The analyst firm’s latest predictions for 2016 and beyond included a large take up of automation, with smart machines set to outgrow employees in fast growing companies by 2018.
The forecast said 45 per cent of the fastest-growing companies, such as new startups, will have fewer employees than instances of smart machines, while pre-existing organisations with large amounts of legacy technologies will be slower to adapt.
Some possible examples included a fully automated supermarket or a security firm offering drone-only surveillance services.
The speed, cost savings, productivity improvements and scalability of smart technology for specific tasks can offer dramatic advantages over the recruiting, hiring, training and growth demands of human labour, said Gartner.
Some further examples include the forecasted 20 per cent of business content expected to be authored by machines.

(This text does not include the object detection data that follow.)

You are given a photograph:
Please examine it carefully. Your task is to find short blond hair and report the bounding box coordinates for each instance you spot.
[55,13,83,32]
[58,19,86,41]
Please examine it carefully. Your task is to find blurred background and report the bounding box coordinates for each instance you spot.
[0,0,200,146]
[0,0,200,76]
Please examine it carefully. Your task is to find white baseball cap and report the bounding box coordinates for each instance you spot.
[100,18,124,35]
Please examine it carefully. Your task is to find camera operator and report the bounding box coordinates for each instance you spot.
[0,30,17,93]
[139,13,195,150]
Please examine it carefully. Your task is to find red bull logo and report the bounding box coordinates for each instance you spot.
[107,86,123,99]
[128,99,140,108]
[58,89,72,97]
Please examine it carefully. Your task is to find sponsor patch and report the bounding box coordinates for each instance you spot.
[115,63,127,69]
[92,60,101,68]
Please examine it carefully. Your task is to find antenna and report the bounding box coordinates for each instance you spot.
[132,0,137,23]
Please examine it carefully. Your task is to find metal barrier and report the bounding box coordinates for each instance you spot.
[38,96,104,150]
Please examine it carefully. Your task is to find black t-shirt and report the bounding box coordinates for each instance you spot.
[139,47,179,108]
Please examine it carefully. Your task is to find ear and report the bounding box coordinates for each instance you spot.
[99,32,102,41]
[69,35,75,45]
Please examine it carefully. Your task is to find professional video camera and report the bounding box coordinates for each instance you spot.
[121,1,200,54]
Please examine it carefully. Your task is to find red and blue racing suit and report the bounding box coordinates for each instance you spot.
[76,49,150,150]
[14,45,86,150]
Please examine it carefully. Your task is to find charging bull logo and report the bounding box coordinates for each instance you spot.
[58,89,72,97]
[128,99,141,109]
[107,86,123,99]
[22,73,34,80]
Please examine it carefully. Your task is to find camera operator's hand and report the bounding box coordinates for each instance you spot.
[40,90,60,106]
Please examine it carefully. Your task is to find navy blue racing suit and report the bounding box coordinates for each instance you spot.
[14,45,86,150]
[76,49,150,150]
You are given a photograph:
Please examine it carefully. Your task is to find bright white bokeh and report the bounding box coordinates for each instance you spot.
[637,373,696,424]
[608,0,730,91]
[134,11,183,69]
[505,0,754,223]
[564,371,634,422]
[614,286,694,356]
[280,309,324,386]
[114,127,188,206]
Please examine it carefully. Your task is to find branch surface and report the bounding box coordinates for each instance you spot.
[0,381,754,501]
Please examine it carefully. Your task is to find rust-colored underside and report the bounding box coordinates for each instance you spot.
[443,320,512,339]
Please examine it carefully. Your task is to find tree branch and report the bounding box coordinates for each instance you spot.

Shareholder reports, legal documents, market reports, and whitepapers will all be candidates for automated writing tools as smart technologies develop the ability to proactively assemble and deliver information through automated composition engines.
In just three years, Gartner expects ‘robo-bosses’ will be supervising more than three million workers globally, rather than human managers. The report said supervisory duties have shifted to measuring worker performance directly tied to output and customer evaluation, which can be consumed more effectively by machines.
Gartner also predicted that by the end of 2018, customers interacting with digital channels will be recognised by face and voice as opposed to account details. Mimicking human conversations while factoring in history, tone and timing will be "the last mile" for multichannel customer services, creating "seamless, two-way engagement", said Gartner.
Meanwhile, 40 per cent of mobile interactions will be facilitated by smart agents, or virtual personal assistants (VPAs), by 2020. These technologies will monitor user behaviour data stored in cloud-hosted neural networks to draw inferences about people, content and contexts.
Online finance will be disrupted by the ‘programmable economy’ with the introduction of autonomous software agents that exist and make economic transfers free of human control. By 2020, Gartner said smart agents will participate in 5 per cent of all economic transactions.
The report painted a highly digital future with an algorithmic and smart machine-driven world where people and machines will need to define harmonious relationships.
"The 'robo' trend, the emerging practicality of artificial intelligence, and the fact that enterprises and consumers are now embracing the advancement of these technologies is driving change," said Daryl Plummer, Gartner VP and Fellow.
"[The predictions] begin to separate us from the mere notion of technology adoption and to draw us more deeply into issues surrounding what it means to be human in a digital world."